The figure apparently rises to eight or nine out of ten Iraqis who want us to leave, but let’s ignore the ignoring of democratic opinion and concentrate just on the six out of ten who openly want our troops dead. Bush proposes to increase the number of imbedded US advisors within Iraq army units. Oh good, surround our boys with armed Iraqis, six out of ten who wouldn’t mind if a bullet went astray in the heat of battle toward those same unpopular US advisors/trainers. In Nam, unpopular offices got “fragged.” Will they be “Iraqed” in this new configuration?

Twenty thousand new troops, even quadruple that number, hardly seems adequate given the magnitude of the task. Would a million troops in Iraq be enough to bring “stability” and “democracy” to that country, especially given the previous disastrous policies we have been pursuing? That would reduce the occupying army ratio to suppressed citizenry down to a more manageable one to twenty or so.

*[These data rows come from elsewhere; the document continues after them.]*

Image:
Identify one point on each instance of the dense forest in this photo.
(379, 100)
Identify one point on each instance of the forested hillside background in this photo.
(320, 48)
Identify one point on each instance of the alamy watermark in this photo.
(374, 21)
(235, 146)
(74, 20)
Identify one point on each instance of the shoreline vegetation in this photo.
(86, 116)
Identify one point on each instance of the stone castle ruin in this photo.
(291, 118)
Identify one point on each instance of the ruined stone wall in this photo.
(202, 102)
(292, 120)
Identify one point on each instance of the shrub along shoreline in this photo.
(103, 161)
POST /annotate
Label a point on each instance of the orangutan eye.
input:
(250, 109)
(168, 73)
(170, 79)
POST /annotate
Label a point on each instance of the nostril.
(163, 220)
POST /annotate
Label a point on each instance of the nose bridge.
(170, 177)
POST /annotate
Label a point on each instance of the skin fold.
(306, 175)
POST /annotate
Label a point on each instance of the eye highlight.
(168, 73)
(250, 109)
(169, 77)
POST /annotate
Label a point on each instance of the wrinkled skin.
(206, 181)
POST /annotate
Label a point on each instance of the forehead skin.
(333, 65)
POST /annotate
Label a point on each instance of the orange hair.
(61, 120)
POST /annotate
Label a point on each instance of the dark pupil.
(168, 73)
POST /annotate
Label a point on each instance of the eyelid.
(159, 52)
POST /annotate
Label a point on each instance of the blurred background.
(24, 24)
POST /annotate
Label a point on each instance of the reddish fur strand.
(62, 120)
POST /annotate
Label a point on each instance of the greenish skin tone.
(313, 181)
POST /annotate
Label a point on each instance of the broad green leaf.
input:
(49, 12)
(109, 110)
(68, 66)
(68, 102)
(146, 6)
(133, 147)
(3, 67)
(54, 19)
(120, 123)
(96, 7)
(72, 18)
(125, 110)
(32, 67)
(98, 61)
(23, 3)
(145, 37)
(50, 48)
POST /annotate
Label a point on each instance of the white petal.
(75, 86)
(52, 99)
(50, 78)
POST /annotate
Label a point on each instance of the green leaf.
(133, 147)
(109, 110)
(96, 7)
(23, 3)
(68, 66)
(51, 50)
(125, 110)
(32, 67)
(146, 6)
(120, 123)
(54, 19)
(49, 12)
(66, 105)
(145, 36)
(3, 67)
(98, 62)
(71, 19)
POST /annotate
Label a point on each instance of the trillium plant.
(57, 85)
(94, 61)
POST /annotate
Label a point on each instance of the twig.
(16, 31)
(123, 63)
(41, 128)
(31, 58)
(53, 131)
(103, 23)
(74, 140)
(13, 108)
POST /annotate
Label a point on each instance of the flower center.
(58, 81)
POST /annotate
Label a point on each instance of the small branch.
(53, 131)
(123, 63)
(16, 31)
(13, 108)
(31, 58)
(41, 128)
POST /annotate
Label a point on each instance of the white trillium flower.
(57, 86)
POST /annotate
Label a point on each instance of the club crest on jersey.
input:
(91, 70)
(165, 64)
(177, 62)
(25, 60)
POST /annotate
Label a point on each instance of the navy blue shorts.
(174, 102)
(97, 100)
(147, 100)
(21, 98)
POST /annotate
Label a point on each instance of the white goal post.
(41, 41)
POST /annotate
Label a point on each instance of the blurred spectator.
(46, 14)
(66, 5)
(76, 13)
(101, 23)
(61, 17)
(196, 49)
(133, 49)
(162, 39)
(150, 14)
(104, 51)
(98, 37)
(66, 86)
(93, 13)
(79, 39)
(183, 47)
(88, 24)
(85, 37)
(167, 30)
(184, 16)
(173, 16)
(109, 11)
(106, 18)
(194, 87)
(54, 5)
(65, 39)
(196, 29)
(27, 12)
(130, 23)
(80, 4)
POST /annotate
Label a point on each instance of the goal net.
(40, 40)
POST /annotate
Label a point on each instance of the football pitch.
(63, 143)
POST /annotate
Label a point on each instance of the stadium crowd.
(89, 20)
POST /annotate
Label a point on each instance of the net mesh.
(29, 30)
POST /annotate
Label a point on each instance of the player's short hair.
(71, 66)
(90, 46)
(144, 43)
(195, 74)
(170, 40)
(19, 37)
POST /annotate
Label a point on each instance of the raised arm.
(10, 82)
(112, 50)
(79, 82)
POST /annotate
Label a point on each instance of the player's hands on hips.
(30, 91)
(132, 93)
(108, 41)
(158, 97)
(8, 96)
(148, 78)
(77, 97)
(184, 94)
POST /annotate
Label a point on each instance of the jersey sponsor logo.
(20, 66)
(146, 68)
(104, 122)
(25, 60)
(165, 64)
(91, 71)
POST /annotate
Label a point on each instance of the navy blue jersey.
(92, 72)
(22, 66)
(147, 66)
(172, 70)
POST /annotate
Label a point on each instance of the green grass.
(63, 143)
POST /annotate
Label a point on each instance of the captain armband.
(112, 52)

It would be insanity of course to contemplate such a “surge” in troop numbers, not to mention fiscal suicide. According to on-line encyclopedias, as of 2004, there were only 1,450,689 active duty military personnel from all services including the Coast Guard. About ten percent of the grand total is already in Iraq. The National Guard and Reserves are already stretched to the breaking point. To even add 20,000 more means many soldiers (and indirectly their families) will have to risk third and four tours in a combat zone, something Bush himself was not willing to risk even once.

Bush has been granted an unprecedented carte blanche for two thirds of his Presidency to use whatever he wanted in whatever way he wanted supervised by whomever he wanted to pursue whatever ends he wanted. Everyone except Bush has known for years however that the existing number of troops is not enough to accomplish any legitimate objection (even assuming there was one to begin with).

It’s time for some rigorous cost/benefit analysis. The question that must be asked now is whether it is even possible to add enough troops to accomplish anything. If not, then why the hell are we doing it? I'm no accountant, but it doesn’t seem to add up.